Pamela Papadopoulos, South Yarra
In the Black Summer of 2019-20, East Gippsland was in flames: more than one million hectares was burnt and millions of animals died. Yet despite Australia’s horrific extinction record – “Australia’s wildlife loss widens” (The Age, 4/3) – East Gippsland is once again in flames – this time from deliberate, planned burns targeting key unburnt refuges. By the end of the autumn’s burning season, there will be very little forest left unscathed and many more thousands of animals will have lost their lives. This is state government-sanctioned ecocide.
Louise Crisp, Bairnsdale
Surely we have the money
We are spending billions on submarines that may be unfit for service when they are finally built and also talk about raising taxes to pay for aged care. We are meant to be a wealthy country and we have made a lot of money from mining. Why don’t we have the money to make a really caring and safe aged care system?
Chris Hooper, Castlemaine
AND ANOTHER THING
First it was ScoMo, then SloMo, then NoMo and now Nothing to ShowMo. Maybe it’s time to GoMo.
Keith White, Red Hill South
Prime Minister, please restore our faith in the right to the truth. An inquiry now.
Irene Morley, Seaford
Surely the PM and Liberal Party understand Porter cannot remain the chief law officer.
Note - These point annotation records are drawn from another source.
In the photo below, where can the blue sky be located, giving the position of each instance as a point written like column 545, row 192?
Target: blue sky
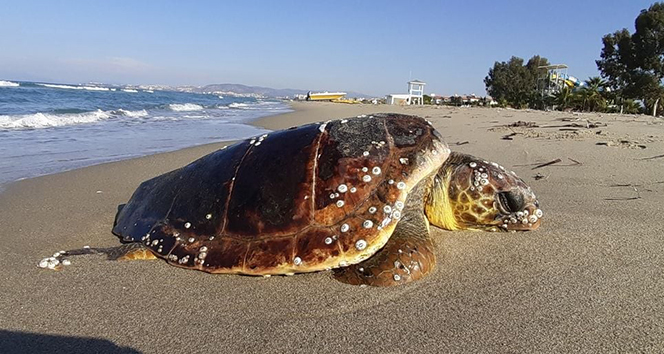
column 373, row 47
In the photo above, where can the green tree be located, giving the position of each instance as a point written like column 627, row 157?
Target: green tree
column 633, row 64
column 514, row 83
column 593, row 100
column 563, row 99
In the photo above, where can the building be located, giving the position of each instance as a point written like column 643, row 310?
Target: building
column 415, row 94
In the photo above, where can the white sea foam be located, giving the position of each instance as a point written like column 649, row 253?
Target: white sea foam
column 46, row 120
column 133, row 114
column 185, row 107
column 261, row 105
column 88, row 88
column 8, row 84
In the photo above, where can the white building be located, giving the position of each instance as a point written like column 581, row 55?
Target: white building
column 415, row 94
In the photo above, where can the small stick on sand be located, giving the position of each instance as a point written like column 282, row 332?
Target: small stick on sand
column 546, row 164
column 509, row 136
column 652, row 157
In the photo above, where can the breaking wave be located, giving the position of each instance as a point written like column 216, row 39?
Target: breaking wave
column 8, row 84
column 261, row 105
column 89, row 88
column 185, row 107
column 46, row 120
column 133, row 114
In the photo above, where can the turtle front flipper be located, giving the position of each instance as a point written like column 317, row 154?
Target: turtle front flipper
column 124, row 252
column 407, row 256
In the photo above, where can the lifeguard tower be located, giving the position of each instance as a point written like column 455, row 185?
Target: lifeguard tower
column 415, row 94
column 416, row 91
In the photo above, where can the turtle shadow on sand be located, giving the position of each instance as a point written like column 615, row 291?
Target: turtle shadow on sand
column 36, row 343
column 356, row 196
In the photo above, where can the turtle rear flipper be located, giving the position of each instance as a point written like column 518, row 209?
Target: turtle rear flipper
column 407, row 256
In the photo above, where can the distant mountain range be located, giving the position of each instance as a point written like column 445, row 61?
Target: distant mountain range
column 263, row 91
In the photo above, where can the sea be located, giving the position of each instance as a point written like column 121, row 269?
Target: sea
column 47, row 128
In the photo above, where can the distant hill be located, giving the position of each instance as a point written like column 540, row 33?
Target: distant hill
column 265, row 91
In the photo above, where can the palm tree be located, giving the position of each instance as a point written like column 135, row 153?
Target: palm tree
column 592, row 94
column 563, row 98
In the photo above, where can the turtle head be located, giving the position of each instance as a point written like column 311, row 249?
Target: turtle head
column 470, row 193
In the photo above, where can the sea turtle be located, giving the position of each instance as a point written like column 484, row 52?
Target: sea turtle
column 355, row 195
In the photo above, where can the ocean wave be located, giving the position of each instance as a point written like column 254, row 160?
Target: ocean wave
column 8, row 84
column 185, row 107
column 46, row 120
column 88, row 88
column 132, row 114
column 261, row 105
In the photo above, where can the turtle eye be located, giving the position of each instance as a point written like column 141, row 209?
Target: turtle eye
column 511, row 201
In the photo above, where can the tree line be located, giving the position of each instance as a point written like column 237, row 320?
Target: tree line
column 631, row 69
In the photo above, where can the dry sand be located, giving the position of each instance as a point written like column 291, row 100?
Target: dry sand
column 590, row 279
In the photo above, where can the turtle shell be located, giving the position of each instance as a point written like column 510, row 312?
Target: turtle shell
column 314, row 197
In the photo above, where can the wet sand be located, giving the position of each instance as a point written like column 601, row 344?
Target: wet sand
column 590, row 279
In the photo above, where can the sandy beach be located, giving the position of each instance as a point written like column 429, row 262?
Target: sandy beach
column 590, row 279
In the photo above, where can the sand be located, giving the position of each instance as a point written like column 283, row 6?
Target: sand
column 590, row 279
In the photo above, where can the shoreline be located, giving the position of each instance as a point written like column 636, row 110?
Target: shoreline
column 590, row 278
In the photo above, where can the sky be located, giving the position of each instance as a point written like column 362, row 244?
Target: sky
column 371, row 47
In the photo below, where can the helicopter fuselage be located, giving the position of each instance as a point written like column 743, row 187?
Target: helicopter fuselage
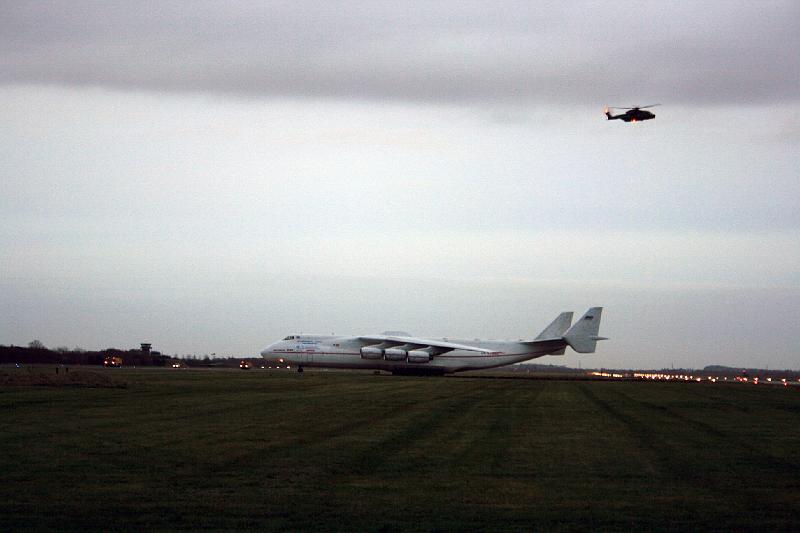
column 634, row 115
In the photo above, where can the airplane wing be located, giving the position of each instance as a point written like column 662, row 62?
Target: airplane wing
column 419, row 343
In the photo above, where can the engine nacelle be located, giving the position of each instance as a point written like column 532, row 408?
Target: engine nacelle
column 370, row 352
column 419, row 356
column 395, row 354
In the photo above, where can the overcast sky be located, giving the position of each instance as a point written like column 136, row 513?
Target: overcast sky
column 212, row 176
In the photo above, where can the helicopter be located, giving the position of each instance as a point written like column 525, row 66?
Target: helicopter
column 634, row 114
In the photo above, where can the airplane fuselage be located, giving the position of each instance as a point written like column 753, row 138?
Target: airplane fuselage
column 401, row 353
column 346, row 352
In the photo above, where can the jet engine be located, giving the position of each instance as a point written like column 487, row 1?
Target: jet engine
column 419, row 356
column 371, row 352
column 395, row 354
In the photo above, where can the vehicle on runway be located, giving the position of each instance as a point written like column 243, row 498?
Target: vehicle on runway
column 401, row 353
column 633, row 114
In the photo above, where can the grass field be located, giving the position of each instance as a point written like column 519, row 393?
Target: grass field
column 336, row 451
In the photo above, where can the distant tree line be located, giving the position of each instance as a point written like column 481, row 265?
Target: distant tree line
column 37, row 353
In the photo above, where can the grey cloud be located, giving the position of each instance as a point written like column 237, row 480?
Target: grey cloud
column 715, row 53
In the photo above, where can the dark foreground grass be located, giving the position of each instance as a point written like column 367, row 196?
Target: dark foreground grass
column 334, row 451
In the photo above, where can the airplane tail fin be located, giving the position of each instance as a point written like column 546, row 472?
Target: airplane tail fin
column 582, row 336
column 557, row 327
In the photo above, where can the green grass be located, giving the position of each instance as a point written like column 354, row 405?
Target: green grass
column 183, row 449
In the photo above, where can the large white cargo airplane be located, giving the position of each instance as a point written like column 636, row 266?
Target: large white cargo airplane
column 400, row 353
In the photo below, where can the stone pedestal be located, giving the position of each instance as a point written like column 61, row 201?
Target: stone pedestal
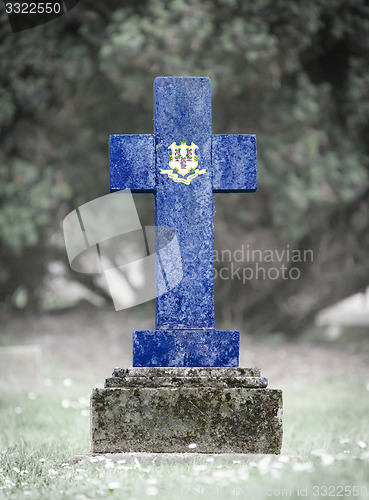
column 165, row 410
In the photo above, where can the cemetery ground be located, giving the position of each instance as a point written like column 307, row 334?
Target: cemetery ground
column 44, row 425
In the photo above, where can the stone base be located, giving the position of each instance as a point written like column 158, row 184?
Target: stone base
column 166, row 410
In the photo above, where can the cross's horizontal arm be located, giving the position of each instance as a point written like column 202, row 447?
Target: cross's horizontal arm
column 132, row 162
column 234, row 163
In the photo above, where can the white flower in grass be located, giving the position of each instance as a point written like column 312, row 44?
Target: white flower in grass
column 327, row 460
column 318, row 453
column 114, row 485
column 199, row 467
column 67, row 382
column 303, row 467
column 152, row 491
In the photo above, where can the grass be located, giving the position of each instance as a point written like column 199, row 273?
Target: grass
column 325, row 451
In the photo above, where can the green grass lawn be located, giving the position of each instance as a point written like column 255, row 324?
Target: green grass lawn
column 325, row 451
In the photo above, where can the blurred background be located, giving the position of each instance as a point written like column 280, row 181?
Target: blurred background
column 294, row 73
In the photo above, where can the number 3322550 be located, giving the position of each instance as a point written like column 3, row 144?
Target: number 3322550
column 33, row 8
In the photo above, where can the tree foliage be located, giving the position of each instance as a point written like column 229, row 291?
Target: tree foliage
column 294, row 73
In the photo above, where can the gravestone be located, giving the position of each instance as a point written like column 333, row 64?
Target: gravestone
column 185, row 387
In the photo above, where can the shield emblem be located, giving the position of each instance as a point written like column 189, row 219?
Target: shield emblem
column 183, row 163
column 183, row 159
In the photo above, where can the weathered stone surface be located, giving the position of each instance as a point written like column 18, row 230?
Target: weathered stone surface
column 182, row 112
column 254, row 382
column 186, row 377
column 197, row 371
column 217, row 420
column 186, row 348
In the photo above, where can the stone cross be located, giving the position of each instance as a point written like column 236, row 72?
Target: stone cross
column 183, row 164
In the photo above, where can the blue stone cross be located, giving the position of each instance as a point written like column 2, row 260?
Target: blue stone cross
column 185, row 332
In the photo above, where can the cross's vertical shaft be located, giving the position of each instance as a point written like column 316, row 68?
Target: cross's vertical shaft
column 182, row 112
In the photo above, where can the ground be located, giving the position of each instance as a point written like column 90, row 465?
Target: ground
column 42, row 427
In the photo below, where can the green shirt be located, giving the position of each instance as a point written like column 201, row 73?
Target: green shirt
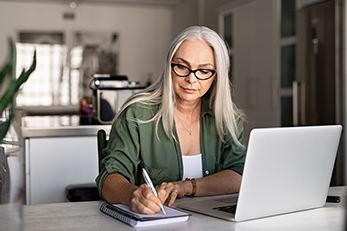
column 134, row 145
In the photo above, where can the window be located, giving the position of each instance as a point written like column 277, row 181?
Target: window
column 64, row 69
column 51, row 83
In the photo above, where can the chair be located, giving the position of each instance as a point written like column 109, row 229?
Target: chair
column 88, row 192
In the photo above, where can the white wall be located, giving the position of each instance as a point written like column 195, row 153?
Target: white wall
column 144, row 32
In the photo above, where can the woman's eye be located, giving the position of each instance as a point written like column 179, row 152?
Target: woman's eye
column 181, row 67
column 204, row 72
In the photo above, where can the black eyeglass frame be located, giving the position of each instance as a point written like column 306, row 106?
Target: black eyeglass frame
column 190, row 71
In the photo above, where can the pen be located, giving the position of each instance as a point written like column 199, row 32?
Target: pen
column 333, row 199
column 150, row 184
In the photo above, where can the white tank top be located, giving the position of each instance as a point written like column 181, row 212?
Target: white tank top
column 192, row 166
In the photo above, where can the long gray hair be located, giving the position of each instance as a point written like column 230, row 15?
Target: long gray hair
column 161, row 91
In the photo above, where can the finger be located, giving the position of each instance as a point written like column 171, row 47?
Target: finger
column 173, row 197
column 164, row 192
column 144, row 201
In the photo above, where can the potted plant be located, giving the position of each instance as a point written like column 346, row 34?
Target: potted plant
column 11, row 178
column 9, row 86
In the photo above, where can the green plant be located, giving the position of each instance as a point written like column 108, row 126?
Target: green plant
column 9, row 86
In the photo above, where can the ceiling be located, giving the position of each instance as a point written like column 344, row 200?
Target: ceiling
column 146, row 2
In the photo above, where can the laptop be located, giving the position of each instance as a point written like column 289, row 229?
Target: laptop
column 286, row 170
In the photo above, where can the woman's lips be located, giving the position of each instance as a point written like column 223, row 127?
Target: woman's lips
column 189, row 90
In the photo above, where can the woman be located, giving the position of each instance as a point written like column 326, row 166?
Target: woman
column 184, row 130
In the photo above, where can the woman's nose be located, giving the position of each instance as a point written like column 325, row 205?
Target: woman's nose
column 191, row 78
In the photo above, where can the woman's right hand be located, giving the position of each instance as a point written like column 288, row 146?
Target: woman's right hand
column 144, row 201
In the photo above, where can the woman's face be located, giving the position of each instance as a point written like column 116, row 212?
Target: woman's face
column 195, row 54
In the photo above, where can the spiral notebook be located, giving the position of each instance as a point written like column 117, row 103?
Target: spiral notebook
column 123, row 213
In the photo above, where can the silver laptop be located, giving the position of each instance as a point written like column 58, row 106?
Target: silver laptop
column 286, row 170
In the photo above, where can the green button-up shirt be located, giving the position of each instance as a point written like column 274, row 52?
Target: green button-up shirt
column 134, row 145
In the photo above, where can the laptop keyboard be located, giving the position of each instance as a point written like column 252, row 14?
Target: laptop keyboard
column 227, row 209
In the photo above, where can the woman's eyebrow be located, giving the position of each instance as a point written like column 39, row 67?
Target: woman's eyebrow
column 200, row 65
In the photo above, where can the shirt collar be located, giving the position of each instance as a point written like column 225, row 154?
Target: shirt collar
column 205, row 109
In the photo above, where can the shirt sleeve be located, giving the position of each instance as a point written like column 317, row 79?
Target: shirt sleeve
column 233, row 154
column 122, row 151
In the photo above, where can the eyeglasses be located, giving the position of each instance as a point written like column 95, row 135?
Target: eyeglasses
column 183, row 71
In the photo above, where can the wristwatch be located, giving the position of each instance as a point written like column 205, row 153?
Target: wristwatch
column 194, row 186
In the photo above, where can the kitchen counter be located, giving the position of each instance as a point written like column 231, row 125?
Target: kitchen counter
column 58, row 152
column 58, row 126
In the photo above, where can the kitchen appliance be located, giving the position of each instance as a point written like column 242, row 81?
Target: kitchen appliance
column 109, row 94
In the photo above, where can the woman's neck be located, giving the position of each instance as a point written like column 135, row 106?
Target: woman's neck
column 188, row 109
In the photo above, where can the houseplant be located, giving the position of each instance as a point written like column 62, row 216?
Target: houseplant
column 9, row 86
column 11, row 145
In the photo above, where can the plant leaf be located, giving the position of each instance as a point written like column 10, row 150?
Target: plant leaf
column 8, row 67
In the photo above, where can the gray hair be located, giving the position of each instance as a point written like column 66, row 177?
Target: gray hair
column 161, row 91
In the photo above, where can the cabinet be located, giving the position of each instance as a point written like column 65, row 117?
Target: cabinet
column 52, row 163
Linelle Gibson, Williamstown
Standing aside is not an admission of guilt. It is an exhibition of integrity.
Bryan Lewis, St Helena
The allegation against Porter, the PM’s handling of it and Reynolds calling Brittany Higgins “a lying cow” raises a huge question mark.
Bruce Dudon, Woodend
Porter’s position as AG is untenable.
Claire Merry, Wantirna
Will the anonymous letter writer have the courage of their convictions to reveal who they are?
Olivia Cuming, Hawthorn
Christian, I suggest you enrol in one of Dan’s seminars on “How to run a press conference”.
Julie Stayner, Mernda
An ″independent inquiry″ at the behest of, and generated, by politicians? An oxymoron methinks.
John Skaro, Malvern
Christian Porter, shaken but not stirred. How disappointing.
Linda Mackie, Collingwood
I wonder how Christine Holgate feels about this whole presumption of innocence thing.
Duncan Steele, Williamstown
After the 2020 COVID bunfight, we thought this year would be fantastic. What a start: Porter, Trump, Dr Seuss. Enough already.
Asa Smith, Montmorency
“Abbott laments modern politics” (3/3). The natural environment laments Abbott’s climate change denialism.
Mark Harwood, Ocean Grove
Message clearly received from General Angus Campbell: get ugly or invite danger (4/3).